In anticipation of an IMF agreement, the National Assembly has approved a new budget.
Budget changes include more money for pensions and the National Financial Competency Award, bringing the total to Rs14.48 trillion.
The Finance Bill 2023-24, with a revised outlay of Rs14.48 trillion, was approved by the National Assembly on Sunday in ISLAMABAD, with some adjustments to the proposed budgetary measures.
Added to the original law that was introduced on June 9 were new levies totaling Rs215 billion. The legislation established a GDP growth objective of 3.5 percent.
Finance Minister Ishaq Dar’s bill was supported by a majority of lawmakers and ultimately passed through the House. As the budget was passed, the banging of desks could be heard throughout the room. Now that it has the president’s stamp of approval, the Finance Act will become law on July 1.
Dar, in a last-ditch effort to get a long-delayed rescue package from the International Monetary Fund (IMF), announced fiscal modifications costing Rs300 billion, which were accepted the day after Dar’s budget.
Dar’s announcement of fresh measures as the budget debate came to a close indicated that the government had agreed most of the IMF’s demands, such as raising taxes on the salaried class and ending the $100,000 asset-whitening plan.
In light of Rs215 billion in additional taxes, the Federal Board of Revenue (FBR) saw a need to increase its revenue collection objective in the approved Finance Bill.
Budget increases for the Benazir Income Support Programme (BISP), the National Finance Commission (NFC) payment to the provinces, and the pensions of retired government employees were all approved by the House.
The federal excise duty (FED) on fertiliser was raised from 5% to 5%, while the FED on juices was raised from 10% to 20%, among other changes. The tax rate on property sales and purchases was also increased from 1% to 2%.
The Petroleum Development Levy Ordinance was revised to raise the maximum PDL rate from Rs50 per litre to Rs60 per litre.
As of January 1, both old-technology fans (taxed at Rs2,000) and old-technology light bulbs (20% tax) were subject to a tax.
The budget law was amended to create a three-person committee to resolve disputes over Rs3,200 billion, or the equivalent of 62,000 unresolved cases.
These changes include an increase from Rs761 billion to Rs801 billion for pension funds, an increase from Rs5,276 billion to Rs5,390 billion for the NFC Award, and an increase from Rs459 billion to Rs466 billion for the BISP allocation.
The Finance Bill was amended nine times, eight times by members of the Treasury and once by the opposition. A proposal from Jamaat-e-Islami member Maulana Abdul Akbar Chitrali was shot down in the House.

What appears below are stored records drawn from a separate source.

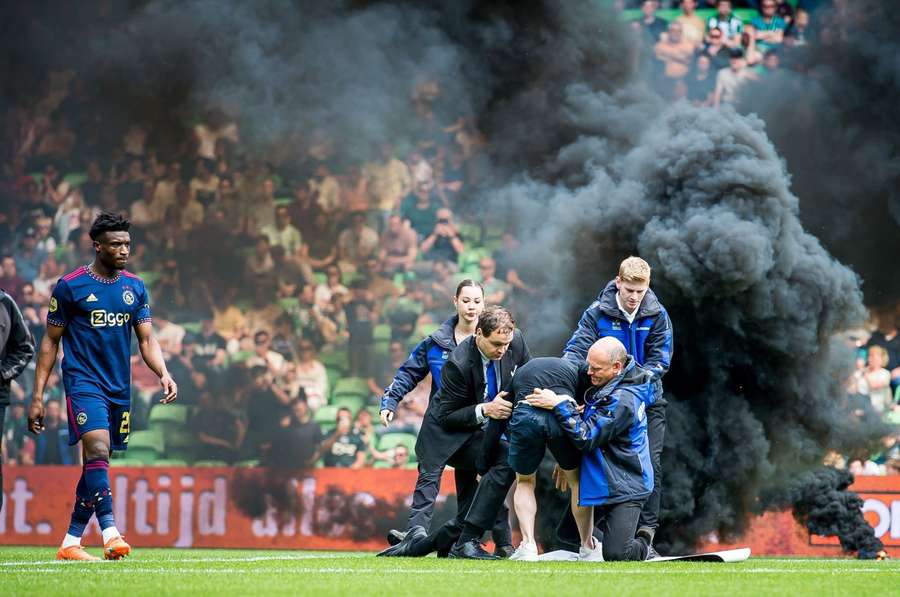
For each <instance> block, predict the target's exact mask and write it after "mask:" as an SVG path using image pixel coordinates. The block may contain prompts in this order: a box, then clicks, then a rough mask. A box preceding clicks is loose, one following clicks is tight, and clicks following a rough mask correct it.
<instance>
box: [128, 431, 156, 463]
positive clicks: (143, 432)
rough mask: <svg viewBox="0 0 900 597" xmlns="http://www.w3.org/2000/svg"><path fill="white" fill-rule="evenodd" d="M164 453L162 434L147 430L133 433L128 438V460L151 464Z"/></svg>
mask: <svg viewBox="0 0 900 597" xmlns="http://www.w3.org/2000/svg"><path fill="white" fill-rule="evenodd" d="M164 452H165V439H164V436H163V434H162V432H160V431H157V430H153V429H148V430H147V431H134V432H132V433H131V434H129V436H128V452H127V453H128V459H129V460H131V459H134V460H139V461H141V462H142V463H144V464H151V463H153V462H155V461H156V460H158V459H159V458H160V456H161V455H162V454H163V453H164Z"/></svg>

Claiming that the Finance Bill was based on the usury system, Chitrali insisted that it be presented to the Council of Islamic Ideology (CII). He claimed that the government was rejecting the ruling of the Federal Shariat Court (FSC) to outlaw usury by passing the measure.

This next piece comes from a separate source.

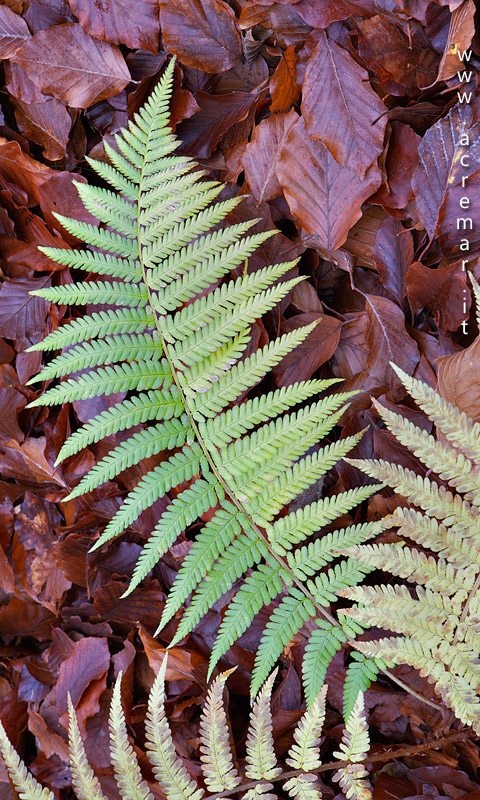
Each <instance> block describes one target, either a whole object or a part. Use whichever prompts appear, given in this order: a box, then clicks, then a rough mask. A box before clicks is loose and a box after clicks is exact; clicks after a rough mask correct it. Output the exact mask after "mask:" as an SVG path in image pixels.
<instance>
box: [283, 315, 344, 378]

Speaker Raja Pervaiz Ashraf, who presided over the meeting, put the idea to a vote. On this issue, all members of both the administration and the opposition, with the exception of Chitrali, voted against the motion to consult CII on the Finance Bill.
Over 973 billion for the fiscal 2021-22 and over 608 billion for the fiscal 2022-23 supplementary budgets were approved by the parliament. Dar made the announcement of the honorarium for the budget session personnel at the time.
Retirement Plan
Dar made it clear during the meeting that government officers in grades 17–22 would not be eligible for a double pension. He did emphasise, though, that government workers younger than Grade 17 would be exempt from the rule.
As Water Resources Minister Syed Khursheed Shah pointed out, some officers may have to choose between two pensions if they continue to work on a contract basis after retirement.
Dar noted that pension payments to surviving spouses and children of deceased retirees are not guaranteed to be made within a certain time limit. However, this was now only valid for a period of 10 years.
He emphasised the importance of these changes by noting that the pension budget has risen to Rs800 billion, or roughly 50% more than it was just a few years ago. He warned that pensions will collapse unless the changes being made.
The minister reassured Grand Democratic Alliance (GDA) member Ghous Bux Mahar that the government’s goal was to encourage local fertiliser production in response to his concerns about the removal of the urea subsidy.
He stated that more than $200 million would be invested by multiple Pakistani firms into the urea producing industry. He promised the chamber that agricultural concerns will be addressed after appropriate deliberation.
In light of the persistent problems in the Federally Administered Tribal Areas (Fata), Minister of Communication Asad Mehmood has called for a full assessment of the merger.
The minister stressed the importance of holding a referendum to find out what the people of Fata want. He continued by saying that development had been seen in Fata, but that it was essential to learn from locals about the challenges they confront.
Maulana Chitrali voted against the budget because he felt the House had not been kept informed about the increased taxes. He continued by saying the budget will cause an inflationary upheaval in the country.
Only Maulana Chitrali, a lone opposition member, and 62 treasury parliamentarians were present near the end of the session. The meeting was later deferred till Monday night.